Предводитель их отряда, которого звали Семь Стрел, сейчас как раз мялся у входа, удерживаемый одним из тхади. Заметив взгляд Морстена, горец вскинул подбородок и махнул рукой. Тхади заворчал, обнажая острые зубы, но услышал беззвучный приказ своего господина, и отступил в сторону.

— Твои слуги очень преданны тебе, владыка Севера, — проговорил Семь Стрел, разминая плечо, за которое его легонько держал тхади. Всего минуту, а левая рука горца до сих пор подергивалась от памяти прикосновения рослого охранника.
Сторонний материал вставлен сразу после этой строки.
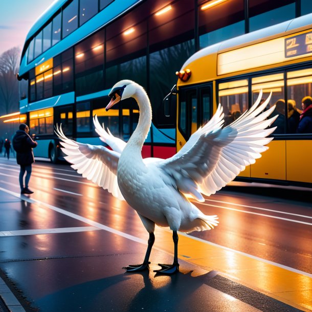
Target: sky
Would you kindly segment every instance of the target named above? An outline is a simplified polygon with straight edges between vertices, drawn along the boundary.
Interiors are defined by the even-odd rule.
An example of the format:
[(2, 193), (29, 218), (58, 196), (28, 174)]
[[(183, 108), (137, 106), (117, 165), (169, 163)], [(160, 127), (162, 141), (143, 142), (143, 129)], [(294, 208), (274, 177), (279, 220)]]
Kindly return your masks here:
[(54, 0), (0, 0), (0, 55), (21, 50), (28, 31)]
— Они не слуги мне, — пожал плечами Гравейн, изучая бледного и осунувшегося звездочета, проведшего бессонную ночь, и наверняка испытавшего немалый страх за провал своей миссии. — Они мои братья, пусть и не по крови. А братья всегда помогают друг другу, пусть со стороны это выглядит, как преданность и услужливость. У каждого — своя роль и свой путь. Скажи, у тебя есть братья?

— Нет, — слабо улыбнулся горец, непонимающе взглянув на властелина Тьмы, походившего сейчас на поседевшего, но еще крепкого и сильного солдата или наемника. — В горах сложно выкормить много детей, и не всем разрешается увеличить семью. Только лучшим. Но я пришел говорить не о семье.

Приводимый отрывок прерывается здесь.